Le grand public la découvre davantage devant le petit écran. Elle intervient comme chroniqueuse à l’émission « Vendredi soir » sur la chaîne de télévision de Séverin Tchounkeu. Quelques années plus tard, elle prend ses quartiers à Canal 2 International. Celle qui a décidé de faire le journalisme en hommage à son père Iwiyè Kala-Lobe va animer aux côtés de Celestin Edjangue le programme de « Magazine Actu ».

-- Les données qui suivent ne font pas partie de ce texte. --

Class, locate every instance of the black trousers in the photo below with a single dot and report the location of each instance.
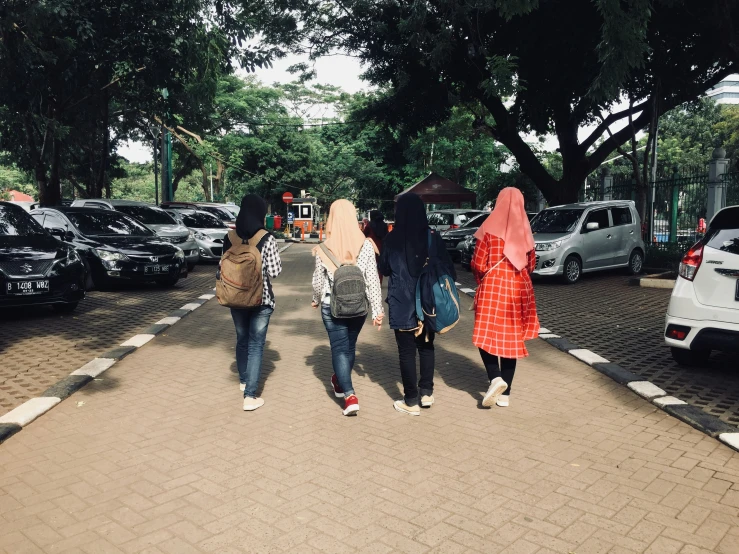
(408, 344)
(506, 369)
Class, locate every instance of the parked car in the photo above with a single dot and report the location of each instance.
(208, 229)
(703, 314)
(466, 247)
(586, 237)
(454, 238)
(35, 267)
(228, 217)
(156, 219)
(441, 220)
(114, 246)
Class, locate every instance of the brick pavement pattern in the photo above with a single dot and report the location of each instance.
(158, 457)
(625, 324)
(39, 347)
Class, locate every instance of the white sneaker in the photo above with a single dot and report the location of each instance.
(251, 404)
(497, 387)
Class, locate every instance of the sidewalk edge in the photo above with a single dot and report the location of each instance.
(693, 416)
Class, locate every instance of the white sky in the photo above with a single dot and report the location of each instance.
(339, 70)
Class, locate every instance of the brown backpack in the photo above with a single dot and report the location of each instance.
(241, 281)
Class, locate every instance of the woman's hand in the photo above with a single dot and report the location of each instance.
(377, 322)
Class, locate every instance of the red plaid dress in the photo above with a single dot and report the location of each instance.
(505, 308)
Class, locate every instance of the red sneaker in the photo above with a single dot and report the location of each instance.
(351, 405)
(338, 391)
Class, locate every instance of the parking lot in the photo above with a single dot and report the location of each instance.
(39, 347)
(625, 324)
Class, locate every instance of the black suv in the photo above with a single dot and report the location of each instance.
(36, 268)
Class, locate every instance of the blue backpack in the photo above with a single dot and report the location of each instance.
(437, 299)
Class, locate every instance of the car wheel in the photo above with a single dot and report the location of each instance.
(690, 358)
(572, 270)
(64, 308)
(636, 262)
(168, 282)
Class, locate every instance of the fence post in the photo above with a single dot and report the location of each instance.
(717, 167)
(606, 184)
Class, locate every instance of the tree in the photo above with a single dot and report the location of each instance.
(541, 67)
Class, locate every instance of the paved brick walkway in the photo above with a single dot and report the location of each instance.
(625, 324)
(158, 457)
(39, 347)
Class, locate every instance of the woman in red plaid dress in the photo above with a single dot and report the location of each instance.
(505, 308)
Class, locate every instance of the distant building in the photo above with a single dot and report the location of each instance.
(727, 91)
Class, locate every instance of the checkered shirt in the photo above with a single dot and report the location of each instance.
(505, 312)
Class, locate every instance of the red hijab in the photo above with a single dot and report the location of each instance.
(510, 223)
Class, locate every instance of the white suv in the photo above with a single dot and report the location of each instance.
(704, 309)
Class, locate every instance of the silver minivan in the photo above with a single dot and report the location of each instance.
(590, 236)
(158, 220)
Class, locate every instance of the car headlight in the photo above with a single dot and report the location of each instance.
(548, 246)
(108, 256)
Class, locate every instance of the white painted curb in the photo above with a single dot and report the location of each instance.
(588, 356)
(30, 410)
(138, 340)
(647, 390)
(95, 367)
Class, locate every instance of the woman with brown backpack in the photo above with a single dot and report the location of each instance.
(250, 259)
(347, 287)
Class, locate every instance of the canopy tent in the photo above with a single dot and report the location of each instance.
(435, 189)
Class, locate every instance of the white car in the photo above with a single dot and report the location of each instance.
(703, 314)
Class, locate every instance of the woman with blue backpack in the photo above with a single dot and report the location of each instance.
(406, 251)
(346, 286)
(505, 307)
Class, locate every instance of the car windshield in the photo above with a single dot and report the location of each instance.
(147, 215)
(107, 223)
(202, 221)
(475, 221)
(556, 221)
(220, 213)
(14, 222)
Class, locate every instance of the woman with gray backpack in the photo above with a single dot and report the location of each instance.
(346, 286)
(250, 259)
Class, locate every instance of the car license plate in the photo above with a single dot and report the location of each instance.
(23, 288)
(156, 269)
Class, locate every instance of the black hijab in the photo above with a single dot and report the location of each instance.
(410, 232)
(377, 224)
(251, 216)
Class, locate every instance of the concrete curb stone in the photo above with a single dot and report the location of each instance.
(693, 416)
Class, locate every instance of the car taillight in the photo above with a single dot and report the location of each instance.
(677, 332)
(691, 262)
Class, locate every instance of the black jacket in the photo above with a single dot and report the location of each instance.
(401, 287)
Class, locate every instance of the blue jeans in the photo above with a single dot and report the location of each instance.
(342, 334)
(251, 332)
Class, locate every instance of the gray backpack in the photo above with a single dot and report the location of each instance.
(349, 292)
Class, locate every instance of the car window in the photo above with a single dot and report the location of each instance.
(147, 215)
(621, 216)
(600, 217)
(200, 220)
(15, 222)
(109, 223)
(556, 221)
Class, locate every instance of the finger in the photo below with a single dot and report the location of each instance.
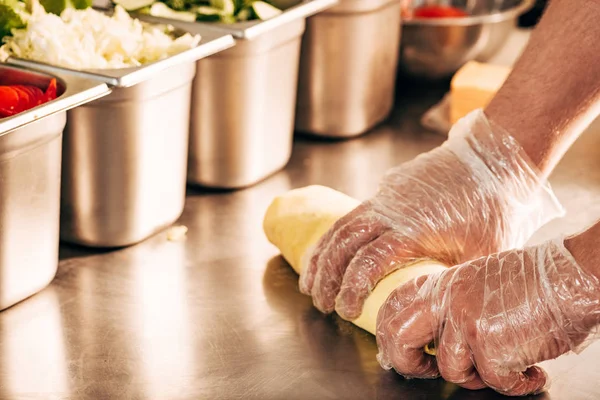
(454, 360)
(333, 261)
(404, 327)
(370, 265)
(308, 275)
(531, 381)
(344, 223)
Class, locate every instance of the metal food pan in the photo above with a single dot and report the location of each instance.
(348, 68)
(30, 164)
(125, 156)
(243, 106)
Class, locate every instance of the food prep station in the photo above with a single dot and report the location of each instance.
(205, 139)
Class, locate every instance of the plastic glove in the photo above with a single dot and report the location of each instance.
(475, 195)
(491, 319)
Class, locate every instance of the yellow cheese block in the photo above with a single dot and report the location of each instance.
(473, 86)
(296, 220)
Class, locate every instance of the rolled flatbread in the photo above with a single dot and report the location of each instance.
(296, 220)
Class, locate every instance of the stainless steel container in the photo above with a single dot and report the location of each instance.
(30, 164)
(242, 122)
(348, 68)
(435, 48)
(125, 156)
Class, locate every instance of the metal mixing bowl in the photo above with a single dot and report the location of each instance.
(438, 47)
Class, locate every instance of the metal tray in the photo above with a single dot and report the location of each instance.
(124, 158)
(77, 91)
(211, 42)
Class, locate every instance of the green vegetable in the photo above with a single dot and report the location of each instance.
(227, 7)
(162, 10)
(222, 11)
(133, 5)
(244, 14)
(177, 5)
(58, 6)
(13, 15)
(264, 10)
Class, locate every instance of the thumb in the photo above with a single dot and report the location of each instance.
(533, 380)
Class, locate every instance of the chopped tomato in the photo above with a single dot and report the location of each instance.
(439, 12)
(18, 98)
(51, 90)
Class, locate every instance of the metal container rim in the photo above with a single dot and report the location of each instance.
(78, 91)
(252, 29)
(210, 43)
(496, 17)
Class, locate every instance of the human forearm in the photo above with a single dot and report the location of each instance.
(553, 92)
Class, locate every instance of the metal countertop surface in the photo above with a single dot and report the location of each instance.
(219, 316)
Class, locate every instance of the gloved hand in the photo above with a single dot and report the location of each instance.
(491, 319)
(476, 194)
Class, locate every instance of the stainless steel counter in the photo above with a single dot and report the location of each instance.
(218, 315)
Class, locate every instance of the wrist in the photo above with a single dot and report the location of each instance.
(585, 249)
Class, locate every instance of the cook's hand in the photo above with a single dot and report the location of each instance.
(491, 319)
(474, 195)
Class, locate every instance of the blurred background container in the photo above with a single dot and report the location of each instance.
(348, 68)
(125, 156)
(435, 48)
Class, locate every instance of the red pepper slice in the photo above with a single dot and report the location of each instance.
(24, 99)
(9, 98)
(439, 12)
(6, 113)
(51, 90)
(17, 98)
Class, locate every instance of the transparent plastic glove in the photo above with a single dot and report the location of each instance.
(476, 194)
(491, 319)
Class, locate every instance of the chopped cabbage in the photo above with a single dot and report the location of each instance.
(89, 39)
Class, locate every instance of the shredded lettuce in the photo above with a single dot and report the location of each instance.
(89, 39)
(13, 15)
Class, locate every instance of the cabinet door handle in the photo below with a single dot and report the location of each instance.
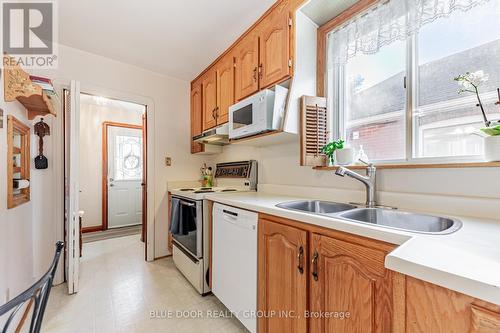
(315, 265)
(300, 260)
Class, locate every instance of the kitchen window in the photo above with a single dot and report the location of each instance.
(397, 99)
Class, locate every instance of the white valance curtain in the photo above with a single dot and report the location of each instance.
(387, 22)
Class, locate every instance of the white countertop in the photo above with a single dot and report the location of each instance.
(467, 261)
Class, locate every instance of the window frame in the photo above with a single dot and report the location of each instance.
(324, 82)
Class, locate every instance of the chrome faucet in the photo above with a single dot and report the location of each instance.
(368, 180)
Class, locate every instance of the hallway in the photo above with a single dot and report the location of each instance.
(118, 290)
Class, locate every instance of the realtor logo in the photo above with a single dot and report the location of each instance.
(29, 33)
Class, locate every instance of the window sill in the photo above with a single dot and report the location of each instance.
(417, 166)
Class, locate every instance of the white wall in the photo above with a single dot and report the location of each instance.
(170, 97)
(16, 225)
(28, 233)
(92, 117)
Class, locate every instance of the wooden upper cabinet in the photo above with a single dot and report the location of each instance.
(247, 66)
(274, 42)
(196, 115)
(225, 87)
(350, 277)
(209, 97)
(282, 277)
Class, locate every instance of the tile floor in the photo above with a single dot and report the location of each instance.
(118, 290)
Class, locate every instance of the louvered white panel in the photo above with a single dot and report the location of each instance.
(314, 130)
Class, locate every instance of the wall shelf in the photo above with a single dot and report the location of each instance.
(18, 86)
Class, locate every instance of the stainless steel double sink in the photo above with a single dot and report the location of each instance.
(389, 218)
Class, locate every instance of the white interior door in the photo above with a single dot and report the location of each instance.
(125, 163)
(72, 185)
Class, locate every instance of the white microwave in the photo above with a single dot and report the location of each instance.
(253, 115)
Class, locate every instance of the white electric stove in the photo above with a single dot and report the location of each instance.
(191, 238)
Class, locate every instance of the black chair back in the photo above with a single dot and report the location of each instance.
(37, 294)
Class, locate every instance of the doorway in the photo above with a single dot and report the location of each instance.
(112, 205)
(122, 179)
(76, 106)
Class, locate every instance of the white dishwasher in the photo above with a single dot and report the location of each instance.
(234, 262)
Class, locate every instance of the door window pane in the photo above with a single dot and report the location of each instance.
(444, 121)
(374, 102)
(128, 157)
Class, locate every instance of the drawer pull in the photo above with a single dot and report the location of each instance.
(315, 265)
(300, 259)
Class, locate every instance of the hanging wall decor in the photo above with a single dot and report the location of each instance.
(41, 129)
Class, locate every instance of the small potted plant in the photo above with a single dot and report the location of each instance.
(470, 82)
(330, 148)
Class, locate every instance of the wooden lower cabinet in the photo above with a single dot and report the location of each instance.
(332, 282)
(351, 290)
(282, 290)
(339, 284)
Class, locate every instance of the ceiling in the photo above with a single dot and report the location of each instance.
(322, 11)
(179, 38)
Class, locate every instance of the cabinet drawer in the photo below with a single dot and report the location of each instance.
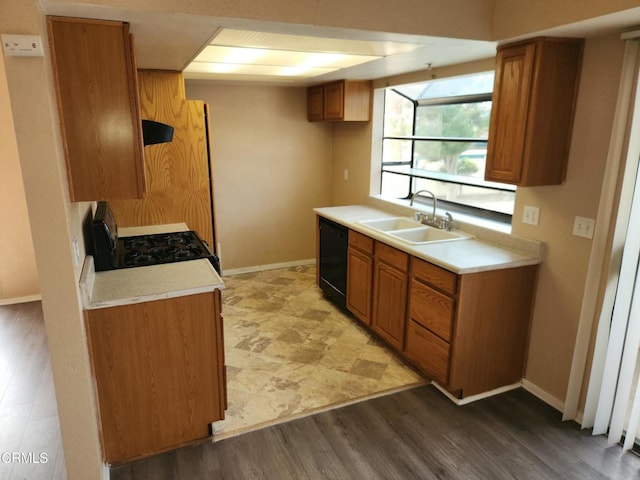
(429, 353)
(361, 242)
(431, 309)
(392, 256)
(437, 277)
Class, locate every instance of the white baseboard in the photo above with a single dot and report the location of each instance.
(543, 395)
(272, 266)
(26, 299)
(479, 396)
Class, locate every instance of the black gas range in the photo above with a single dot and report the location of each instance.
(112, 252)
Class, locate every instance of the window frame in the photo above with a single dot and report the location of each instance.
(414, 174)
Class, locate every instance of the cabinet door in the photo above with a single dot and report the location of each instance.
(94, 71)
(159, 373)
(315, 104)
(510, 105)
(359, 279)
(334, 101)
(431, 309)
(389, 304)
(428, 352)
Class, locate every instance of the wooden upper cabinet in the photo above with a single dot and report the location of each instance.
(344, 100)
(315, 103)
(536, 84)
(95, 75)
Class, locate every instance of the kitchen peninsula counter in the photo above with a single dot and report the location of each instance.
(478, 254)
(127, 286)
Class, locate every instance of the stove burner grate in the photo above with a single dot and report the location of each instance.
(161, 248)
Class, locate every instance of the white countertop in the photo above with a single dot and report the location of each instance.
(143, 284)
(460, 256)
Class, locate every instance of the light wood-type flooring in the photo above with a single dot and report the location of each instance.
(414, 434)
(30, 442)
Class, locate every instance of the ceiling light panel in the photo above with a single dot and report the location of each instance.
(281, 41)
(261, 70)
(262, 56)
(272, 55)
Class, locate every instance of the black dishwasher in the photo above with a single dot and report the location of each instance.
(334, 240)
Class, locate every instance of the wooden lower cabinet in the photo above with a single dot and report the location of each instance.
(428, 352)
(359, 276)
(390, 294)
(159, 373)
(471, 338)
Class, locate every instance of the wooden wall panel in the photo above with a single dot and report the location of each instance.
(178, 181)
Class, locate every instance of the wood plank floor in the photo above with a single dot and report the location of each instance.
(30, 441)
(414, 434)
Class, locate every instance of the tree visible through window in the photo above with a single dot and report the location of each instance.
(435, 138)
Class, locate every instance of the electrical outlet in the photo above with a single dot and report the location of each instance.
(22, 45)
(583, 227)
(530, 215)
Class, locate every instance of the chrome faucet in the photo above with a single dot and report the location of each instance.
(435, 201)
(445, 222)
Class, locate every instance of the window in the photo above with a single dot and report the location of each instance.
(435, 138)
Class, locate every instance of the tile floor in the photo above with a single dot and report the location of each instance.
(289, 352)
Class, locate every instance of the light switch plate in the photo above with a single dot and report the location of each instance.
(583, 227)
(530, 215)
(22, 45)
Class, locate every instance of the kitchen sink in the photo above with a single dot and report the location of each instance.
(412, 231)
(428, 235)
(390, 224)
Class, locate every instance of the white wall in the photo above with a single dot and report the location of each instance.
(18, 275)
(55, 221)
(270, 166)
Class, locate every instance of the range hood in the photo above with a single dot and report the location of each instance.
(156, 132)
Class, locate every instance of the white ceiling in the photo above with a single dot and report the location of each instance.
(170, 41)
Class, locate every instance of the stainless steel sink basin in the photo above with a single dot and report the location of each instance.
(412, 231)
(391, 224)
(428, 235)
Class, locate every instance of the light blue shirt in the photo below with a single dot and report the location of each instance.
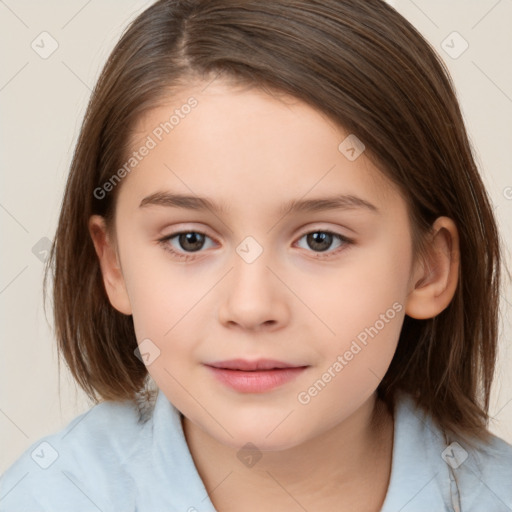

« L’idée du magazine Actu’ est à la demande de M. Emmanuel Chactué, Fondateur de Canal2 international, qui avait sollicité Suzanne Kala Lobè pour concevoir un programme TV alliant information et divertissement. Nous sommes en 2004.Suzanne m’en a parlé, puis ensemble, nous avons imaginé un talk show de 52 minutes avec 13 minutes de reportage et 39 minutes de débat thématique sur l’actualité. Suzanne était le feu, et moi l’eau. Notre duo formait un tout cohérent, équilibré, entre impertinence et réflexion en profondeur. Nous produisions l’émission grâce à la structure EBL Productions, et Canal2 international en assurait la postproduction. » raconte Célestin Edjangué.
Issue d’une fratrie, cette professionnelle qui n’avait pas sa langue dans la poche « représente la liberté. On fait ce qu’on veut, on avance dans sa vie selon ses préceptes, selon ses convictions et comment on veut être. Je pense que d’une certaine façon j’ai appris d’elle. C’est-à-dire que les décisions qu’on prend, on les prend pour nous et pas pour les autres » témoigne sur sa page facebook Nathalie Wakam, journaliste Africanews. Pour sonner les cloches de la fin de son amour de la presse, elle trouve quelques minutes à Dash Média. En 2013, le président de la République la nomme dans le cercle fermé des membres du Conseil National de la Communication (CNC).
Sa liberté l’a guidée tout au long de sa vie. Suzanne Kala-Lobé, cette femme sérieuse mais blagueuse, était connue pour ses prises de positions critiques sur la vie politique du pays. Elle n’avait jamais caché sa sympathie pour l’Union des Populations du Cameroun (UPC). Elle a été membre de l’Union Nationale des Étudiants du Kamerun et de l’UPC, jusqu’en 1998.Titulaire d’un doctorat en linguistique à l’université Paris-III et d’ un MBA en management culturel, sa thèse portait sur les grandeurs et dissidences au sein d’un parti politique : cas de l’UPC.